Angkhana, Shuimeng & EditaI am writing you to let you know that I recently participated in the “Third International Conference on Psychosocial Support in the Search for Truth and Justice for Victims of Enforced Disappearance, Torture and Extrajudicial Execution” organized by AFAD in Manila.

I had at first hesitated about participating at this conference. Some of your friends and relatives advised me that I should not attend and not speak about your disappearance because they are worried that it might harm you more, or it would make it more difficult for you to be returned safely.

However, I decided to attend the conference anyway because I believe that I am not doing anything wrong. Also I want to meet other victims and family members from Asia and Latin American who have also suffered the disappearances of their loved ones.

Sombath, at the conference, when I spoke about my feelings of pain, helplessness and despair over the last 19 months since you disappeared, I learned that these are the same feelings other victims faced. Some have to bear the pain for many more years than I have. At the conference, I also met some very brave women, for example, Edith (Edita) Burgos of the Philippines and Angkana Neelapaijit of Thailand. Edith’s son, Jonas, was disappeared 7 years ago, and Angkana’s husband, Somchai, was forcedly taken 10 years ago.

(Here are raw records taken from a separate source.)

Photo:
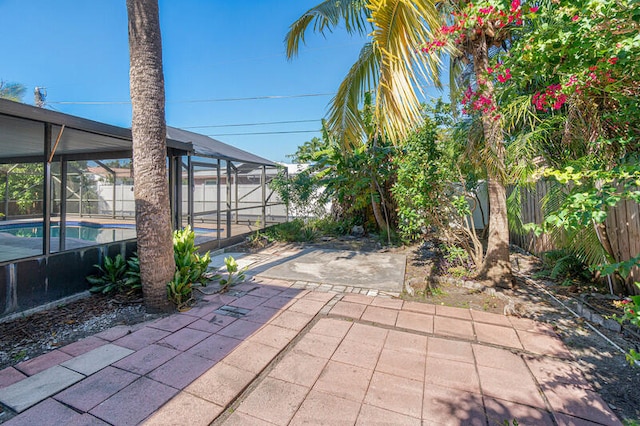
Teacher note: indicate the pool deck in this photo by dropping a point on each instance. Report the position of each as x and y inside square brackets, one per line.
[276, 351]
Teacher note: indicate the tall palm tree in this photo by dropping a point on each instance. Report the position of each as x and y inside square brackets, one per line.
[148, 128]
[392, 66]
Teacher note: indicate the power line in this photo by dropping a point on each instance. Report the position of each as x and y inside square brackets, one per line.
[266, 123]
[189, 101]
[265, 133]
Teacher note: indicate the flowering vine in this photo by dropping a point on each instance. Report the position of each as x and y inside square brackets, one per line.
[494, 18]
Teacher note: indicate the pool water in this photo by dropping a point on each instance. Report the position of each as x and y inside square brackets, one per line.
[80, 231]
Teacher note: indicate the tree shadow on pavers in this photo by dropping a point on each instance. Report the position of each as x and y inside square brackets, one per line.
[381, 271]
[191, 342]
[567, 386]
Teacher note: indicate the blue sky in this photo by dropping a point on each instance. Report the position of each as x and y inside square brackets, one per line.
[212, 50]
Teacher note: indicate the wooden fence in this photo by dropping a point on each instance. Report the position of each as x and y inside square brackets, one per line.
[622, 226]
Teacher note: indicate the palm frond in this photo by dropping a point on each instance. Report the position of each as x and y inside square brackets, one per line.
[325, 17]
[344, 120]
[401, 27]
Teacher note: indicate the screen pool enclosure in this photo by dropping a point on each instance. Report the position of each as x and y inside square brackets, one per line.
[66, 198]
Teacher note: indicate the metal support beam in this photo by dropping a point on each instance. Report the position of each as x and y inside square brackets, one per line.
[235, 181]
[218, 192]
[229, 199]
[263, 182]
[46, 193]
[114, 176]
[63, 204]
[178, 190]
[191, 186]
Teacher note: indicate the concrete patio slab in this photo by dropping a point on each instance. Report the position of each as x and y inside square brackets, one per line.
[88, 393]
[295, 356]
[32, 390]
[97, 359]
[381, 271]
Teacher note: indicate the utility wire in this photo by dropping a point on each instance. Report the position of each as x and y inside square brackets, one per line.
[265, 133]
[190, 101]
[266, 123]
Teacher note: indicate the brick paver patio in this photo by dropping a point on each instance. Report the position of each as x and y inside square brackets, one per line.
[295, 356]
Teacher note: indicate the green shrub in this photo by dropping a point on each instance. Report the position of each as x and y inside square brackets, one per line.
[115, 276]
[234, 276]
[189, 263]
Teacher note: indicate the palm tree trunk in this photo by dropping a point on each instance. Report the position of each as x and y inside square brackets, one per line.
[496, 268]
[148, 128]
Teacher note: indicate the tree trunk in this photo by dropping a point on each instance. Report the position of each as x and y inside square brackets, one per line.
[496, 268]
[148, 128]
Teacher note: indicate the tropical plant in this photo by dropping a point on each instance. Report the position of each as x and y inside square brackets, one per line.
[114, 277]
[302, 194]
[187, 260]
[133, 272]
[392, 67]
[179, 290]
[234, 275]
[571, 104]
[148, 130]
[426, 195]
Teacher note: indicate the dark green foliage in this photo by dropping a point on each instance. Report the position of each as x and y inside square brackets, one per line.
[564, 265]
[179, 290]
[421, 181]
[190, 268]
[115, 277]
[300, 231]
[234, 274]
[189, 263]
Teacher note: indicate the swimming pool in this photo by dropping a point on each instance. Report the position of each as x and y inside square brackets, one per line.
[86, 231]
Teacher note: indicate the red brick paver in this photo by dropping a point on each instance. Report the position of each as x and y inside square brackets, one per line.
[366, 361]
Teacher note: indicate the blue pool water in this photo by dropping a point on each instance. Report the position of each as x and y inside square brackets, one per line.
[100, 233]
[78, 230]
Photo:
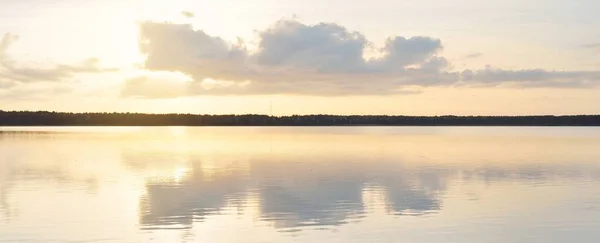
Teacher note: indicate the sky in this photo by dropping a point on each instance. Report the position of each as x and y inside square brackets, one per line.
[411, 57]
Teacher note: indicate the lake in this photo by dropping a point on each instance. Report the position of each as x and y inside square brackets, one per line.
[300, 184]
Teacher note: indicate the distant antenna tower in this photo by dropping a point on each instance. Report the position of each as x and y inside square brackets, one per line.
[270, 107]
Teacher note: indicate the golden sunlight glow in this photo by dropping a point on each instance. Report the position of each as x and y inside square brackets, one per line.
[179, 173]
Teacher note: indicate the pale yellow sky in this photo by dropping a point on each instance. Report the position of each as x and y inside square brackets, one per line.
[543, 56]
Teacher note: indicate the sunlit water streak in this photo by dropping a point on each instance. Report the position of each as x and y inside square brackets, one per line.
[304, 184]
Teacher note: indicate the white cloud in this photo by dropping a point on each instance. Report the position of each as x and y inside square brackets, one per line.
[323, 59]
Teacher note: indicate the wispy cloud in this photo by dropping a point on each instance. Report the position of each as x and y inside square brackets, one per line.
[320, 59]
[188, 14]
[473, 55]
[17, 72]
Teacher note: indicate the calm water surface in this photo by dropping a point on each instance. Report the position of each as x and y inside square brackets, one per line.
[316, 184]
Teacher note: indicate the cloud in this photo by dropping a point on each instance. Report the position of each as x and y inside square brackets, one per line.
[530, 78]
[473, 55]
[188, 14]
[293, 58]
[592, 45]
[6, 41]
[16, 72]
[323, 59]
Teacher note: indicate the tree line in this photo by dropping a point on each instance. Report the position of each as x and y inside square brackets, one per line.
[45, 118]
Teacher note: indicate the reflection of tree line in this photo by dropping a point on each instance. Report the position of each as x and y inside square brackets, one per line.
[292, 194]
[27, 118]
[327, 193]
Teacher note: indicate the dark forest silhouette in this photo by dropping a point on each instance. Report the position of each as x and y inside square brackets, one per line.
[45, 118]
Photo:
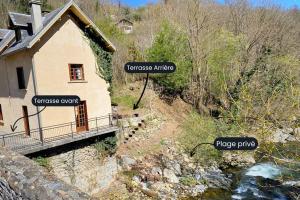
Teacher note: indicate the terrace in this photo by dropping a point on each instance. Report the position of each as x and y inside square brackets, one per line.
[57, 135]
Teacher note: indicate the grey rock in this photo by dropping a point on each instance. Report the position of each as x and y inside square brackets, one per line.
[197, 189]
[216, 179]
[237, 160]
[282, 135]
[26, 179]
[156, 171]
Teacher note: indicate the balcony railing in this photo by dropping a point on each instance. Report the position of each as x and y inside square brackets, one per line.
[67, 131]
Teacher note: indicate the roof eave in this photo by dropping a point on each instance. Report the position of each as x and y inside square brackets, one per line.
[82, 16]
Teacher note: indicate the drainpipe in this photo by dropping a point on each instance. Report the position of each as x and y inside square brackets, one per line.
[36, 93]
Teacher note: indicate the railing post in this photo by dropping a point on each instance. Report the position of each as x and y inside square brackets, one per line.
[97, 124]
[72, 130]
[110, 120]
[41, 135]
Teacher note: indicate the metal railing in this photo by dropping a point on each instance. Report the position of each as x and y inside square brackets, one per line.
[40, 136]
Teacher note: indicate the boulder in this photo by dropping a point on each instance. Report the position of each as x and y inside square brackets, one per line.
[170, 176]
[282, 135]
[292, 183]
[197, 189]
[126, 162]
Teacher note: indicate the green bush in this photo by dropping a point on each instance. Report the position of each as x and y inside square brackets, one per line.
[106, 146]
[42, 161]
[171, 45]
[126, 100]
[201, 129]
[188, 181]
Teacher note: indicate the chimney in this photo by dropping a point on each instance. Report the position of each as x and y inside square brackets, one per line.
[36, 15]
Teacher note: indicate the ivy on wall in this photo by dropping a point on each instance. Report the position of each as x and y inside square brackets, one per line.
[103, 56]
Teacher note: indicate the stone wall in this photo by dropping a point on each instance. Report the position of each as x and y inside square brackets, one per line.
[22, 178]
[84, 169]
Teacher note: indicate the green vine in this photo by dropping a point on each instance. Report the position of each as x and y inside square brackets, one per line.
[103, 56]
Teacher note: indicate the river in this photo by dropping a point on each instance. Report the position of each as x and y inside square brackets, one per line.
[268, 179]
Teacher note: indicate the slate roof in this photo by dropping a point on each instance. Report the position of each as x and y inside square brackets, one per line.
[19, 19]
[48, 20]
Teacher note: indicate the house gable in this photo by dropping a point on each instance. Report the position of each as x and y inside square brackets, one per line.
[49, 20]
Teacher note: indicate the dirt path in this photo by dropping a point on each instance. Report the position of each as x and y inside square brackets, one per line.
[173, 115]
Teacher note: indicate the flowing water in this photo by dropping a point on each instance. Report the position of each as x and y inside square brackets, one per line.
[266, 179]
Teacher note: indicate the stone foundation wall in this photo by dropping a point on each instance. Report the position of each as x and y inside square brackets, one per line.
[22, 178]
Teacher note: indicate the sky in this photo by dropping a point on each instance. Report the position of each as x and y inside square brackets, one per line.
[283, 3]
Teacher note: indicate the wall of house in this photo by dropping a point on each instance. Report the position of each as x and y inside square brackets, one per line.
[11, 97]
[66, 44]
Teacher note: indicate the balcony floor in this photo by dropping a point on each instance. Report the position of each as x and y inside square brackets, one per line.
[26, 145]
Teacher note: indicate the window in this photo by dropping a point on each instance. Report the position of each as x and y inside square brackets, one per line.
[1, 117]
[21, 78]
[76, 72]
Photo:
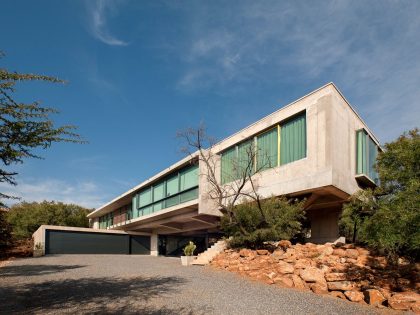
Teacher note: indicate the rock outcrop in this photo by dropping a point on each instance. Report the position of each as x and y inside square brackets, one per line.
[342, 271]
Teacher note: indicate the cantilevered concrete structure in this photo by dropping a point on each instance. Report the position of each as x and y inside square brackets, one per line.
[319, 149]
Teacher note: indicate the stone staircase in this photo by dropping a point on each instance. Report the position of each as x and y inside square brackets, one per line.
[206, 257]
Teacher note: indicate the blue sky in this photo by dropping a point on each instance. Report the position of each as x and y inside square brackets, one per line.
[139, 71]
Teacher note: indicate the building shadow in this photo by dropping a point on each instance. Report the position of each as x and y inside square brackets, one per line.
[91, 295]
[34, 270]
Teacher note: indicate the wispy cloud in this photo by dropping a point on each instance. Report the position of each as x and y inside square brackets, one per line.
[99, 11]
[370, 51]
[84, 193]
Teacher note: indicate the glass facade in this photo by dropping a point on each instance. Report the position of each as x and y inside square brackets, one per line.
[282, 144]
[366, 154]
[178, 187]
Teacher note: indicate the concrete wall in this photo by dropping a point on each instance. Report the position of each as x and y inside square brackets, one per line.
[331, 149]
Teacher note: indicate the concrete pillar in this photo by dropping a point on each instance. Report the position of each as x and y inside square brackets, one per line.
[154, 241]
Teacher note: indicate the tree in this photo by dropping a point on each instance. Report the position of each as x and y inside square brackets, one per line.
[278, 218]
[5, 230]
[247, 217]
[392, 222]
[25, 127]
[25, 218]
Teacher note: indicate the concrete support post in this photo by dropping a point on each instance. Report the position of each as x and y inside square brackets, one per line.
[154, 250]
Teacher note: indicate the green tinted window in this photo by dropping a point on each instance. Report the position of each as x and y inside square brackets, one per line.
[145, 198]
[172, 185]
[267, 149]
[293, 140]
[159, 191]
[228, 167]
[188, 178]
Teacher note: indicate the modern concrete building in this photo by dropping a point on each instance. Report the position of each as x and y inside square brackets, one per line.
[318, 147]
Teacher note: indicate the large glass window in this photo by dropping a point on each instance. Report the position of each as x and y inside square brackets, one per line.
[366, 154]
[293, 140]
[176, 188]
[188, 178]
[267, 149]
[281, 144]
[228, 167]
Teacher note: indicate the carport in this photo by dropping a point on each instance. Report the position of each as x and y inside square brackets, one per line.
[50, 239]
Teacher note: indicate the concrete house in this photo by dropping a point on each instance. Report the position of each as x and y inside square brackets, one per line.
[319, 148]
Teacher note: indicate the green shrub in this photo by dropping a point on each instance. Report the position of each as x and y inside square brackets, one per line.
[251, 224]
[189, 249]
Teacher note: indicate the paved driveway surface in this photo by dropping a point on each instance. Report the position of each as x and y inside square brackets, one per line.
[108, 284]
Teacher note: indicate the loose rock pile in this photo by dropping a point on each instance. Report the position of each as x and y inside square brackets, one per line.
[343, 271]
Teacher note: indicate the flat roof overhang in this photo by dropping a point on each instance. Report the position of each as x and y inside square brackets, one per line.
[182, 220]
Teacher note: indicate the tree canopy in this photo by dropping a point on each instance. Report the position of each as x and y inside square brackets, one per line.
[25, 218]
[388, 218]
[25, 127]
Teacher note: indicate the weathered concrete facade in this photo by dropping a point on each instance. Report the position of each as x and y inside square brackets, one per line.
[326, 176]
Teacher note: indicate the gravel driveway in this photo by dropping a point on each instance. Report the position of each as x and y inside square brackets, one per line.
[107, 284]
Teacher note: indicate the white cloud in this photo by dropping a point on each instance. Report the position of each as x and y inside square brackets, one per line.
[370, 51]
[84, 193]
[99, 11]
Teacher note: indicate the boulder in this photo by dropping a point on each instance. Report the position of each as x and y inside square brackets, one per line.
[319, 287]
[312, 274]
[262, 252]
[336, 276]
[284, 281]
[373, 297]
[303, 263]
[284, 244]
[354, 296]
[338, 294]
[278, 254]
[245, 252]
[403, 301]
[284, 267]
[298, 282]
[341, 285]
[339, 252]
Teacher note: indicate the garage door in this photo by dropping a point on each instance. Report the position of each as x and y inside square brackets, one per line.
[139, 245]
[69, 242]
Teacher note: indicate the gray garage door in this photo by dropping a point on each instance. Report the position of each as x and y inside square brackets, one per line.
[71, 242]
[139, 245]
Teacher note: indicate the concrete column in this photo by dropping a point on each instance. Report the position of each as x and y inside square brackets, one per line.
[154, 249]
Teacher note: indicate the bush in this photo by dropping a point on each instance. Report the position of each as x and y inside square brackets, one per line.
[189, 249]
[250, 224]
[25, 218]
[388, 218]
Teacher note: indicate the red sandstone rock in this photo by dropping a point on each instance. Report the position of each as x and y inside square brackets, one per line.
[312, 274]
[336, 276]
[284, 244]
[354, 296]
[403, 301]
[338, 294]
[262, 252]
[373, 297]
[319, 287]
[284, 281]
[298, 282]
[284, 267]
[341, 285]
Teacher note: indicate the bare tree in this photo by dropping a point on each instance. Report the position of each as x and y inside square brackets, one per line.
[241, 179]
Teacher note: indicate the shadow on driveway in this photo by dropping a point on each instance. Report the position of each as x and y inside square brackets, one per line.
[34, 270]
[90, 295]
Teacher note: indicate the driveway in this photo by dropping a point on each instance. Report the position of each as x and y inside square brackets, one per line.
[107, 284]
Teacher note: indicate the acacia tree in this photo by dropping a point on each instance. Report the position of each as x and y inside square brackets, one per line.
[247, 216]
[25, 127]
[389, 217]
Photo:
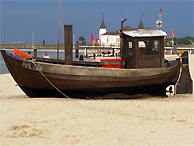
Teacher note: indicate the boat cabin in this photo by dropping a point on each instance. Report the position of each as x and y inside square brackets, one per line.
[143, 48]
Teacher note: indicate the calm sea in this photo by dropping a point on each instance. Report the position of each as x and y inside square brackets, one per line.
[52, 54]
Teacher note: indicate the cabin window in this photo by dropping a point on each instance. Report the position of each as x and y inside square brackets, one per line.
[129, 50]
[118, 40]
[142, 47]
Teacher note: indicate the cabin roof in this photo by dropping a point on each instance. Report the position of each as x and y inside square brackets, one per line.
[145, 33]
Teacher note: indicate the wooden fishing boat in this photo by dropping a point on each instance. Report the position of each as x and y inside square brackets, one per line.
[145, 70]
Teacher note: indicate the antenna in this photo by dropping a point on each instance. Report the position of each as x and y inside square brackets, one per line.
[159, 22]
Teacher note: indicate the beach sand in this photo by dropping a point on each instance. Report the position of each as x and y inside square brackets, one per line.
[147, 121]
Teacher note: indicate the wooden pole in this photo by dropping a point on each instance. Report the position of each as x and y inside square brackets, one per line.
[68, 40]
[58, 40]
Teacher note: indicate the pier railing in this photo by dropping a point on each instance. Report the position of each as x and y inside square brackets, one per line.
[29, 46]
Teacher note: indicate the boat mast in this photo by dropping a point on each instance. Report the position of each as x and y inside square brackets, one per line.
[59, 3]
[122, 38]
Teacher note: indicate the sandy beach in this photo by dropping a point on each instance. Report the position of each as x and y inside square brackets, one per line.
[151, 121]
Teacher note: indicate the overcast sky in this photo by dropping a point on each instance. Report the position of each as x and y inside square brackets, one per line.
[21, 18]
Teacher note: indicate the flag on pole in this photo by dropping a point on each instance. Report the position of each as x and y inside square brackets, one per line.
[160, 11]
[172, 33]
[92, 38]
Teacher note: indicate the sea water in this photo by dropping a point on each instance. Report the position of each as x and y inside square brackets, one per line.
[40, 53]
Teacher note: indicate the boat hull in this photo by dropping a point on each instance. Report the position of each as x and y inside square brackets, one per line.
[40, 79]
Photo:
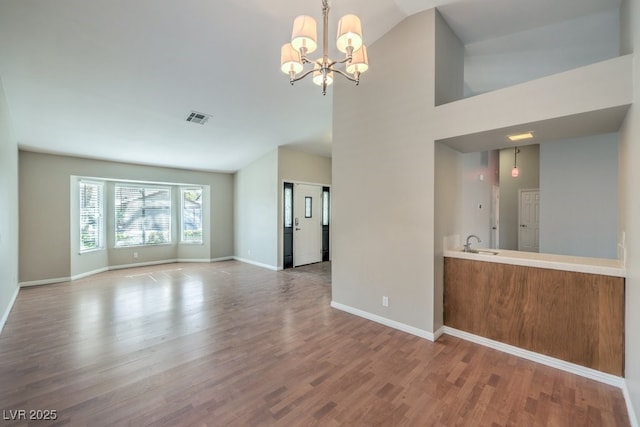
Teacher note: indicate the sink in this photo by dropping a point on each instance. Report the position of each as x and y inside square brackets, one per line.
[483, 252]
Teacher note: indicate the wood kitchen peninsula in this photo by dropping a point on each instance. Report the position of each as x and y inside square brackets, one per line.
[563, 307]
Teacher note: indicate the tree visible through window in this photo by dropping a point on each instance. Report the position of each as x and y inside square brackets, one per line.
[192, 215]
[143, 215]
[91, 217]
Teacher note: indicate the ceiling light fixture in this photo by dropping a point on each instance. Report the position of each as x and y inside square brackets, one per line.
[515, 171]
[520, 136]
[293, 56]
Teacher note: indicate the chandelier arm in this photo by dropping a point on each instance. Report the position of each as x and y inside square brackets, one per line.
[302, 76]
[343, 74]
[344, 61]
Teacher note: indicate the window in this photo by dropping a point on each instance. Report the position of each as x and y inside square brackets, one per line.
[143, 215]
[307, 207]
[191, 215]
[325, 206]
[91, 217]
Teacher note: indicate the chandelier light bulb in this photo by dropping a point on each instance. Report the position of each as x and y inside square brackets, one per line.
[304, 35]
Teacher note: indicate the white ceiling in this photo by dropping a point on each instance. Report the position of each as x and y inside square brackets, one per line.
[115, 79]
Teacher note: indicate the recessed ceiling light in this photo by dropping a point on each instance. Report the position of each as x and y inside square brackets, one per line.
[520, 136]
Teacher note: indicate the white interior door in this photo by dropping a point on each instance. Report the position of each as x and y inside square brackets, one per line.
[495, 216]
[529, 220]
[307, 224]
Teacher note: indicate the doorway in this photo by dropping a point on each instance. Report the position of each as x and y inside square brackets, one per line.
[529, 220]
[306, 224]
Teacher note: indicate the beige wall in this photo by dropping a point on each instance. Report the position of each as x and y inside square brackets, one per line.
[46, 250]
[256, 196]
[383, 180]
[630, 208]
[258, 201]
[8, 212]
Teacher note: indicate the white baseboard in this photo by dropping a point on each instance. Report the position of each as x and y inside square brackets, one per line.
[116, 267]
[142, 264]
[258, 264]
[387, 322]
[224, 258]
[539, 358]
[5, 315]
[627, 398]
[44, 282]
[89, 273]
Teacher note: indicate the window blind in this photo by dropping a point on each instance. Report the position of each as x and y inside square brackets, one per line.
[91, 216]
[143, 215]
[191, 215]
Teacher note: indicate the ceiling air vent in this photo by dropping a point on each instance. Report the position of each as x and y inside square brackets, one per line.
[199, 118]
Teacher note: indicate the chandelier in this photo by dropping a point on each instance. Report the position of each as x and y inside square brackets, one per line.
[293, 56]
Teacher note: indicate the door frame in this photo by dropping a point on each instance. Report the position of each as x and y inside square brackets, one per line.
[286, 235]
[520, 191]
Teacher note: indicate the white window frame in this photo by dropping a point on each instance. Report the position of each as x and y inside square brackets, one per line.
[183, 231]
[144, 187]
[98, 216]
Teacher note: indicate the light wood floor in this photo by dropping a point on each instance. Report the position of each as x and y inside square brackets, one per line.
[230, 344]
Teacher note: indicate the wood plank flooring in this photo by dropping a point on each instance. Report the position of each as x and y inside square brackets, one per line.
[230, 344]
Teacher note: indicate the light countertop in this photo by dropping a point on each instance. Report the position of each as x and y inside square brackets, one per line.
[606, 267]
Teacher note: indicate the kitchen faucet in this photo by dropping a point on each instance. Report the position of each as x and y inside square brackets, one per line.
[467, 247]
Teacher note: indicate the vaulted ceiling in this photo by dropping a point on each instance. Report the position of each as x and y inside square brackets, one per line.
[116, 79]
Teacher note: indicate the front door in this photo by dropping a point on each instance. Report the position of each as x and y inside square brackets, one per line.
[307, 224]
[529, 220]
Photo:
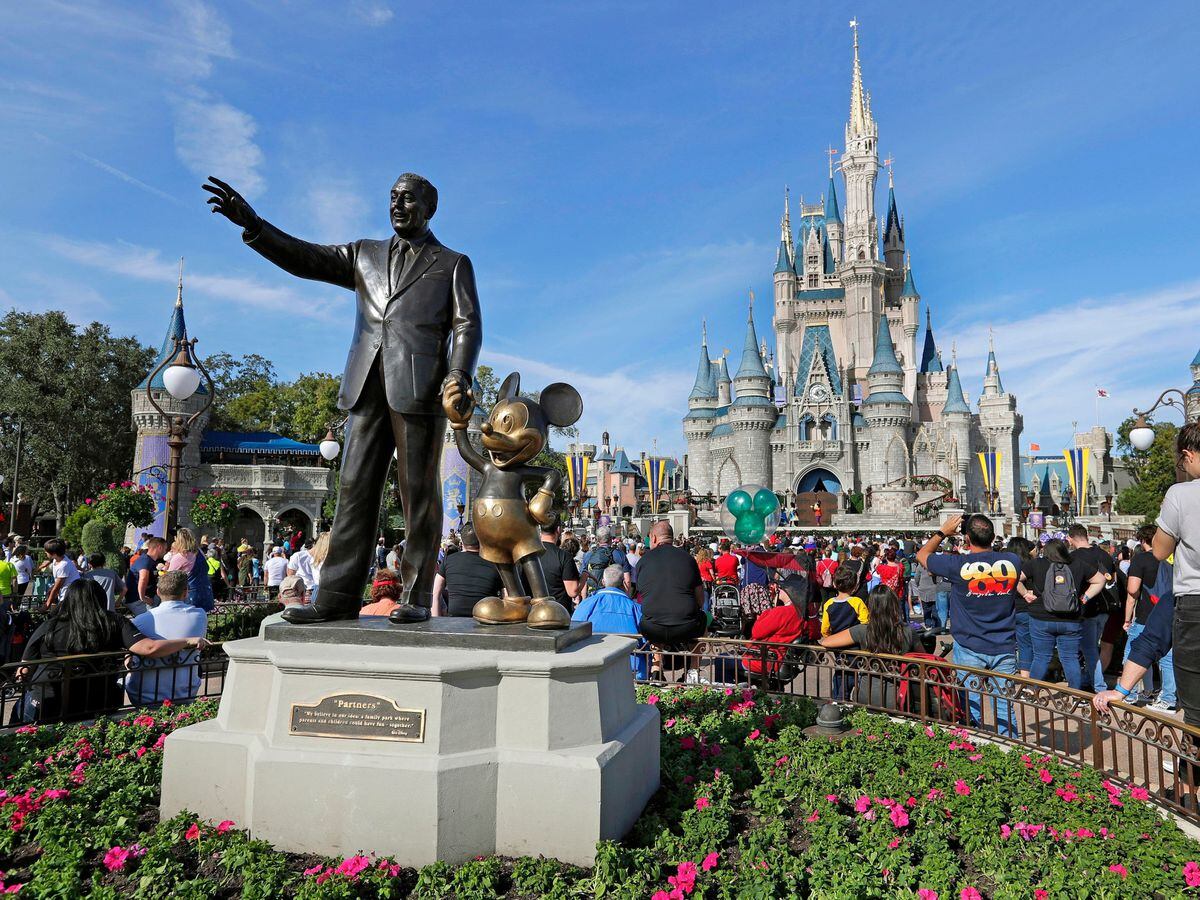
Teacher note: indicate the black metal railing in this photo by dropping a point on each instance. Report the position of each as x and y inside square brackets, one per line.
[1129, 744]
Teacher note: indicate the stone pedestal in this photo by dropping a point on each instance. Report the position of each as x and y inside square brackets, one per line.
[447, 742]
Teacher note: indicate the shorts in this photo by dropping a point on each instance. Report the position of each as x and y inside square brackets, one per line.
[670, 635]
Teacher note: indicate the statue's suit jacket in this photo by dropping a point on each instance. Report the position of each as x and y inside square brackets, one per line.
[419, 321]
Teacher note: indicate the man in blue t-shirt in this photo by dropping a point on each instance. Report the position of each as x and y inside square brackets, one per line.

Sombath, you have been disappeared 19 months, and I already could not bear it anymore. So I asked Edith and Angkana how do they cope; how do they go on? Both women advised me that I should never give in to despair. Edith told me to take pride and be comforted that the people who are disappeared are always those who are doing good for their community and for their country, just like you, Jonas, and Somchai. It’s the people who ordered and conducted the enforced disappearances who are the bad people and the criminals. The bad people are always afraid of the good people, and they use enforced disappearance as a tool to intimidate and keep people silent. Angkana also told me her husband’s disappearance made her even stronger to work for other women who suffered the same fate. She founded the “Justice for Peace Foundation” to continue her struggle to get to the truth of what happened to Somchai and to the husbands and sons of other poor women in Thailand. Lastly Edith also reminded me we must find peace from inside us, and believe that there is a higher justice that we should place our trust in, whether we call it the justice of “God”, “Allah” or “Karma”.

So Sombath, I am writing you to let you know that thanks to Edith, Angkana and all the participants I met at the AFAD Conference in Manila, I no longer feel so isolated or desperate anymore. I share a strong sense of solidarity with all of them, and I promise you that I will continue the struggle to seek your safe return.

Sombath, please be strong and stay safe.